Here’s How To Properly Payload Carry a Motorcycle

Timothy

Folks, aside from my wife, my children, and writing all day about cars, there is nothing I love more than motorcycles. They offer freedom, camaraderie, lifelong friendships, and they’re singularly the best form of antidepressants on the market. They can, however, be a pain to move—and I’m not talking about learning how to ride.

Just like cars, planes, and humans, motorcycles are subject to Earth’s laws of entropy. Parts break, transmissions seize, handlebars crack, and tires go flat. Furthermore, not all motorcycles are road legal, as is the case with the 2021 Honda CRF450RX in this article. Often, to get anywhere you can actually ride the dang thing, it needs to be transferred to a destination. 

(Disclosure: When Guides & Gear wanted to do a big series on motorcycle parts, riding methods, payload carrying, and a few other stories for two-wheeled lovers, Honda came through and sent us a 2021 Honda Ridgeline and CRF450RX to play with. Look for more stories soon.)

You can load it onto a trailer, but those are expensive and annoying to store and drive. Another option is to hire a tow truck, or if you have a truck, you could toss it into the bed and payload carry it to your destination. The latter is what we’ll be focusing on today, and we hope to have you slapping your two-wheeled pride and joy into the bed of your truck, strapping it down, and taking it there yourself.

The payload carrying a motorcycle can be intimidating. It not only involves your bike, it also includes ramping your motorcycle into the bed, strapping it down, and heading out onto the open road with 300-900 pounds in the bed of your truck. It doesn’t have to be tough, though, as the right guidance from your favorite Guides & Gear editors can make it a very simple process. Let’s start with safety considerations. 

Payload Carrying Motorcycle Basics

Estimated Time Needed: 10 minutes

Skill Level: Intermediate

Vehicle System: Truck bed

Safety Concerns for Payload Carrying a Motorcycle

Working with your vehicle(s), especially in this case, can be dangerous. Things can go very wrong, and when working with the bed of your truck and a heavy motorcycle, you have the real possibility of a 300-pound pointy motorcycle falling on top of you.

We’re going to go over how to protect against as much potential danger as we can, but you can’t escape all of it. So, here’s what you need to know so you don’t die, get maimed, or lose a finger and help you keep your jeans, shirt, and skin spotless — hopefully. 

  • Before you put on any safety clothing (gloves, moto-specific boots and jeans, etc.), take a second and collect everything you need, such as a ramp and ratchet straps, and place them where they can be easily accessed. Your ramp goes onto the tailgate of the truck, the straps laid out in its bed along the sides. 
  • After you’ve done that, take a second and breathe. There’s no reason you should be doing this when your heartbeat is channeling Travis Barker. A calm demeanor will help the process along. 
  • Grab your moto boots and jeans and put ’em on. If something goes wrong, they’ll add a level of protection. 
  • Ask a friend or family member for assistance. Two sets of hands are better than one, and in case something goes wrong, you have help to save your hide or get the bike off you.

Do I Need To Worry about Payload Capacity?

I’m glad you asked! Your truck’s payload capacity varies from truck to truck and is determined by a variety of engineering factors. Most new trucks, even the mid-size ones such as the Honda Ridgeline I used for this story, have payload capacities of more than 1,200 pounds. The Ridgeline here has a payload capacity of 1,500 plus some change.

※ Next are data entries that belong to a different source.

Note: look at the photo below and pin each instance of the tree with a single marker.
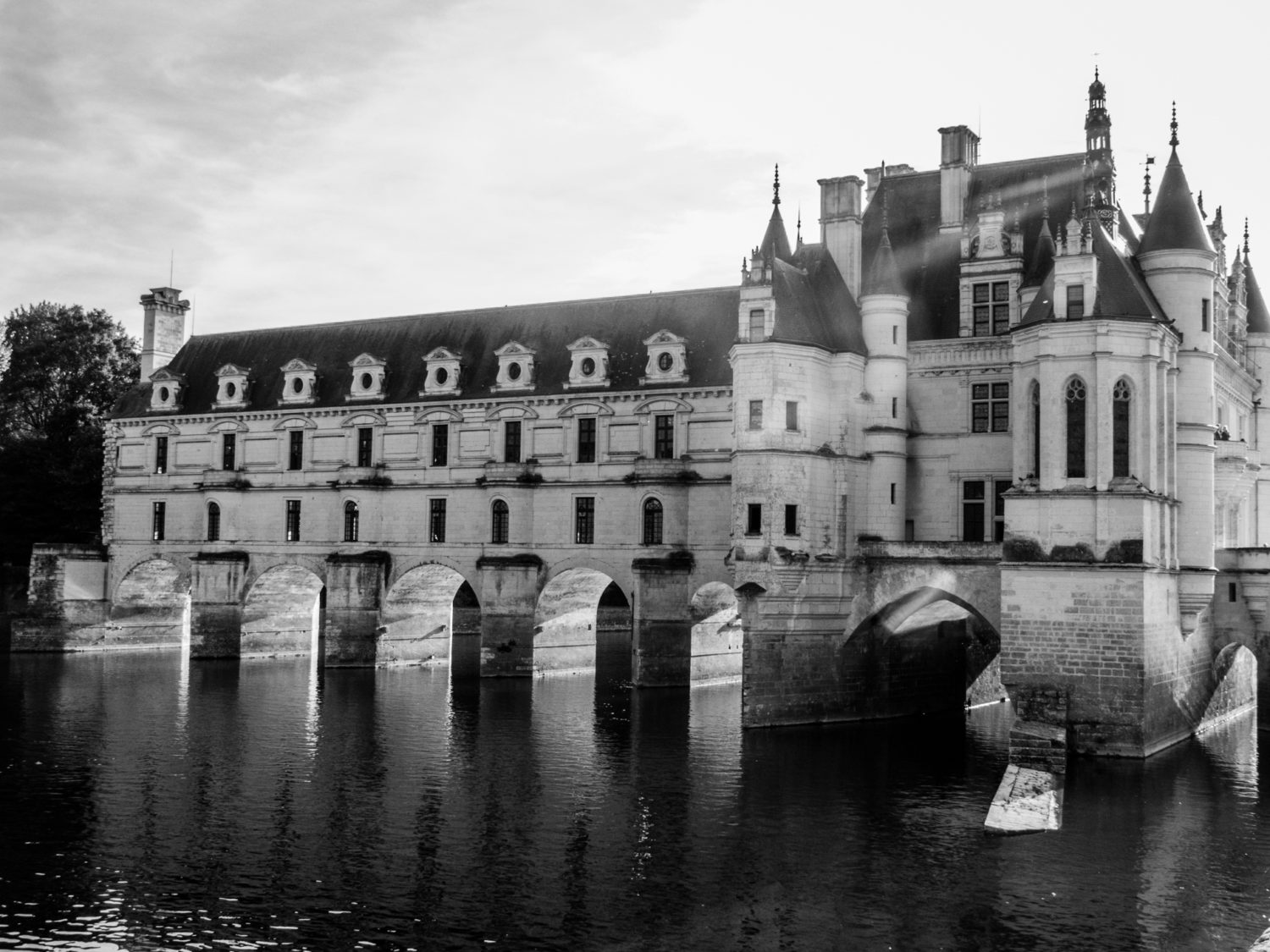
(65, 370)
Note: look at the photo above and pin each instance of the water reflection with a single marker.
(150, 802)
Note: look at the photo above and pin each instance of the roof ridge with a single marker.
(470, 311)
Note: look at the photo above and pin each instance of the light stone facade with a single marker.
(993, 426)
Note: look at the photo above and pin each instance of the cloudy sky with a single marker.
(319, 160)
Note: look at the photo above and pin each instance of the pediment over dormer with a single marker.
(165, 390)
(368, 377)
(299, 382)
(667, 358)
(515, 367)
(442, 372)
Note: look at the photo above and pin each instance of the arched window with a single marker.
(1120, 406)
(500, 517)
(351, 520)
(653, 522)
(1035, 415)
(1076, 405)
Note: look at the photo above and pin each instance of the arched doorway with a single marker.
(925, 652)
(431, 616)
(282, 614)
(571, 612)
(152, 606)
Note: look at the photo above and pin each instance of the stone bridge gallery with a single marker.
(992, 428)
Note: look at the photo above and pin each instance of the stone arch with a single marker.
(431, 614)
(926, 650)
(152, 604)
(571, 609)
(284, 612)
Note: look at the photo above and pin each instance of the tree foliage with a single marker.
(65, 370)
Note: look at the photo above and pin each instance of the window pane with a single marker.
(663, 441)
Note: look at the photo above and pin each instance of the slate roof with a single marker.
(927, 263)
(1173, 223)
(706, 319)
(1259, 317)
(1122, 292)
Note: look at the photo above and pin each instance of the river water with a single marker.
(152, 802)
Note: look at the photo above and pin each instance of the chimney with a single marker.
(164, 329)
(959, 154)
(841, 226)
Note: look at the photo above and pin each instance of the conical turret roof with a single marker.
(1175, 223)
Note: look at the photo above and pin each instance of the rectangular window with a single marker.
(972, 510)
(437, 520)
(587, 439)
(754, 520)
(584, 520)
(439, 443)
(1001, 307)
(998, 510)
(990, 408)
(512, 441)
(990, 307)
(663, 437)
(1074, 302)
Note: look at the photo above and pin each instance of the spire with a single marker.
(883, 276)
(1176, 223)
(776, 243)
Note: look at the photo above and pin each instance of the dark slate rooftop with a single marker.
(706, 319)
(1175, 223)
(927, 263)
(1259, 317)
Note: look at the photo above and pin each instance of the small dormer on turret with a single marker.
(1176, 254)
(1099, 160)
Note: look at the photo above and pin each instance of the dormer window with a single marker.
(667, 360)
(370, 375)
(515, 367)
(231, 383)
(165, 393)
(299, 382)
(442, 372)
(588, 363)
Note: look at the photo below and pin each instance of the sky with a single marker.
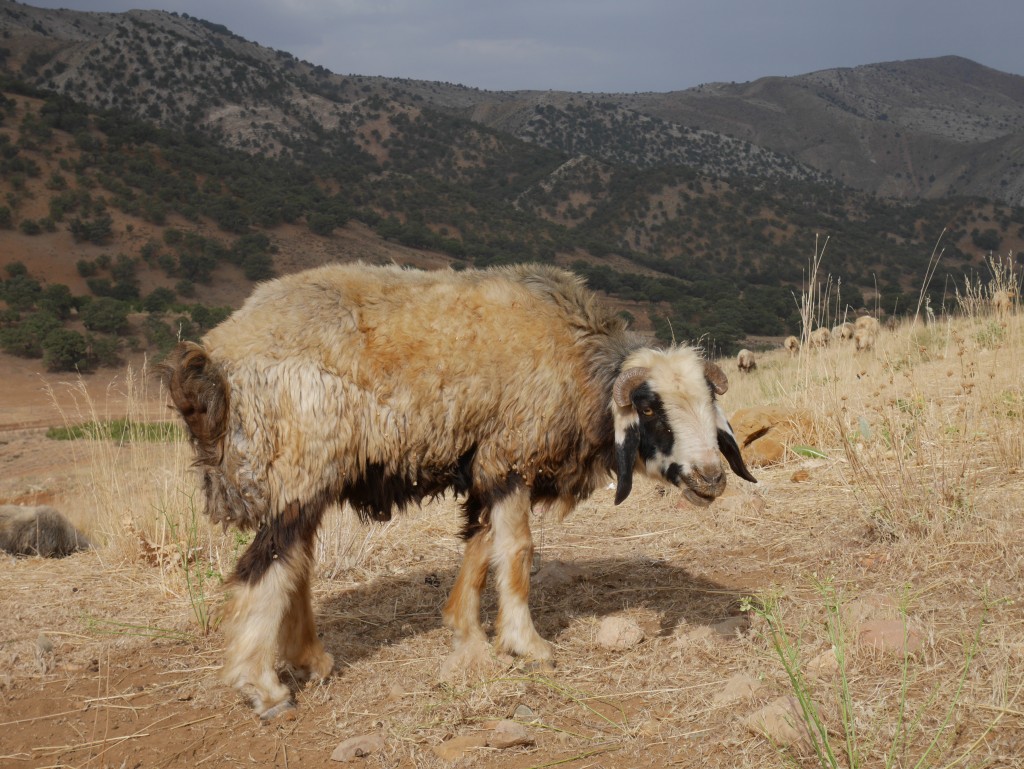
(607, 45)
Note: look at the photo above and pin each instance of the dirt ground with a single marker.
(103, 663)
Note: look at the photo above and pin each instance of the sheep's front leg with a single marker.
(462, 612)
(512, 556)
(271, 591)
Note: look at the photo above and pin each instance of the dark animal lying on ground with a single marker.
(38, 530)
(380, 387)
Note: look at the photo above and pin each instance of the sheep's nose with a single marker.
(710, 475)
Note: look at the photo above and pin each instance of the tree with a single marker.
(26, 338)
(105, 314)
(65, 350)
(56, 299)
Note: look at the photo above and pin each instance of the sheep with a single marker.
(1003, 301)
(865, 333)
(383, 386)
(820, 337)
(745, 361)
(842, 332)
(39, 530)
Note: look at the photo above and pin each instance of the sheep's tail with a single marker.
(199, 391)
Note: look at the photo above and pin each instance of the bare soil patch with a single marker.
(103, 660)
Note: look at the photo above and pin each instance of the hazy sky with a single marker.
(608, 45)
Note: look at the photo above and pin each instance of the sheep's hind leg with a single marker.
(300, 647)
(268, 579)
(512, 555)
(462, 612)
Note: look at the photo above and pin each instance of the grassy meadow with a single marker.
(900, 508)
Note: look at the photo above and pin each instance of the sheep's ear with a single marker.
(626, 453)
(729, 447)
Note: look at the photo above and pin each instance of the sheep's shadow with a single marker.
(355, 623)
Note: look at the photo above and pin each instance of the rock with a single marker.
(859, 610)
(39, 530)
(454, 749)
(395, 692)
(764, 433)
(619, 633)
(523, 712)
(508, 734)
(823, 665)
(781, 721)
(890, 636)
(740, 687)
(356, 748)
(732, 627)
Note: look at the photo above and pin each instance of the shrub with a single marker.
(158, 300)
(26, 338)
(105, 314)
(65, 350)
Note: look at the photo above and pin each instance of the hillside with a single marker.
(200, 162)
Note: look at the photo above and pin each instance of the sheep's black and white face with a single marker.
(669, 424)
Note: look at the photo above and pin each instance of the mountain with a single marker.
(167, 145)
(923, 128)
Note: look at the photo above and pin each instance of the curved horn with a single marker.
(717, 377)
(626, 383)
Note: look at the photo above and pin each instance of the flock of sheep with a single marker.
(863, 332)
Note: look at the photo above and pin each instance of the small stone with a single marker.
(457, 746)
(740, 687)
(732, 627)
(523, 712)
(396, 691)
(356, 748)
(508, 734)
(781, 721)
(619, 633)
(824, 664)
(890, 636)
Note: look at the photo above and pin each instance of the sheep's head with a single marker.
(669, 424)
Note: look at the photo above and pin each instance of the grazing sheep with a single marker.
(843, 331)
(865, 333)
(1003, 302)
(380, 387)
(39, 530)
(745, 361)
(820, 337)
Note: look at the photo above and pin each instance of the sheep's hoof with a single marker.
(538, 666)
(271, 713)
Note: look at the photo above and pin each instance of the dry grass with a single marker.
(915, 507)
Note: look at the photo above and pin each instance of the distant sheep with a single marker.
(865, 333)
(745, 361)
(1003, 302)
(378, 386)
(39, 530)
(843, 332)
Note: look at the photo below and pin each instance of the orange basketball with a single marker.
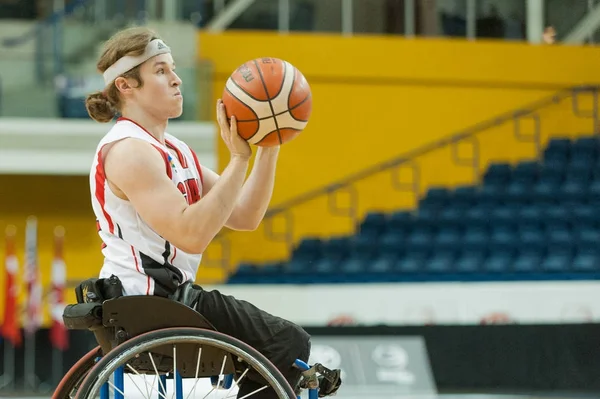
(270, 99)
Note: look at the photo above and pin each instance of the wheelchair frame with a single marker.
(117, 320)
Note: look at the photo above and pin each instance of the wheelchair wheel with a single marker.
(163, 353)
(69, 383)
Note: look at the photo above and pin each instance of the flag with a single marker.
(10, 325)
(59, 336)
(33, 310)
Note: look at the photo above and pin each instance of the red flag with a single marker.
(59, 336)
(33, 312)
(10, 326)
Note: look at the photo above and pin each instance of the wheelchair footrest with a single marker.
(83, 316)
(225, 383)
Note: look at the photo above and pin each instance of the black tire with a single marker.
(76, 374)
(115, 357)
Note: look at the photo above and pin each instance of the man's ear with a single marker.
(123, 85)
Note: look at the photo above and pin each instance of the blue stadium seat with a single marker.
(553, 174)
(558, 259)
(477, 216)
(573, 191)
(585, 148)
(336, 248)
(499, 262)
(497, 173)
(557, 148)
(560, 238)
(308, 250)
(326, 265)
(420, 239)
(518, 192)
(587, 261)
(373, 224)
(532, 239)
(451, 217)
(528, 260)
(354, 265)
(531, 214)
(545, 190)
(412, 262)
(475, 238)
(382, 264)
(436, 198)
(425, 218)
(594, 191)
(492, 194)
(526, 172)
(503, 239)
(447, 238)
(503, 216)
(464, 196)
(400, 221)
(470, 261)
(441, 261)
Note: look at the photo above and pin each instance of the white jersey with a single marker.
(146, 263)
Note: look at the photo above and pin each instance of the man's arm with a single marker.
(138, 170)
(256, 193)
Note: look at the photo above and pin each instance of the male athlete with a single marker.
(158, 209)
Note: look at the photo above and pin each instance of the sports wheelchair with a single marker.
(142, 336)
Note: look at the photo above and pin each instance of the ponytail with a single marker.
(100, 108)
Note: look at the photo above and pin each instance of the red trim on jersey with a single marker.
(137, 265)
(197, 166)
(180, 156)
(122, 118)
(166, 159)
(100, 191)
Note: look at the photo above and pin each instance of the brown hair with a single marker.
(102, 106)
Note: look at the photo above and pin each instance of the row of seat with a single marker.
(385, 268)
(534, 220)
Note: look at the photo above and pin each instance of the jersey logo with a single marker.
(172, 162)
(190, 190)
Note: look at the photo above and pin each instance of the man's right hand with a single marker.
(238, 147)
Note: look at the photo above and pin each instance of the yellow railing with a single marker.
(399, 182)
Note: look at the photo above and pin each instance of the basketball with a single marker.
(270, 99)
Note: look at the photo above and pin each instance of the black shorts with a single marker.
(280, 340)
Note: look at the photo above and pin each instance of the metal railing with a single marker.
(526, 126)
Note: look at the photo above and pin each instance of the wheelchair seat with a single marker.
(117, 320)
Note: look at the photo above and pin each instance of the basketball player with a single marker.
(158, 209)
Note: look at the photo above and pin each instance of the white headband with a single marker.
(124, 64)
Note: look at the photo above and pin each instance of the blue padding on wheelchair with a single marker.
(225, 383)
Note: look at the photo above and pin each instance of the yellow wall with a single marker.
(377, 97)
(374, 98)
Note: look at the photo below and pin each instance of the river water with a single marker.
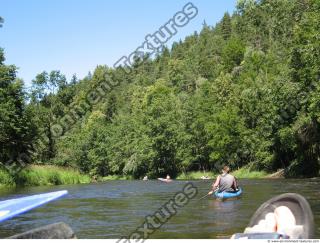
(116, 208)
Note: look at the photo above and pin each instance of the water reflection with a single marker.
(116, 208)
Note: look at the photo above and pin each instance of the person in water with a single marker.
(225, 182)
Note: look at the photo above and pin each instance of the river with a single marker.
(116, 208)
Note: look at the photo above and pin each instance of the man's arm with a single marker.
(216, 184)
(235, 184)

As for motorcycles, they range in weight from a scant 251 pounds with the Honda CRF450RX I’m using for this guide to 370 pounds with my old Suzuki SV650. And that Harley-Davidson Road King? Well, that sucker is more than 820 pounds without you on it. (If you want to know more about payload, you can read What Is Payload Capacity? It’s yet another good read by your favorite Guides & Gear editors.)

Everything You’ll Need To Payload Carry Your Motorcycle

We’re not psychic nor are we snooping through your toolbox or garage, so here’s exactly what you’ll need to secure your motorcycle to the bed of your truck.

Tool List

Parts List

Like I said above, organizing your gear so everything is easily reachable will save precious minutes waiting for your handy-dandy child or four-legged helper to bring you the ratchet straps. Drop the four regular straps, one at each corner of the truck bed. Set the two motorcycle fork ratchet straps at the front of the bed near the cab.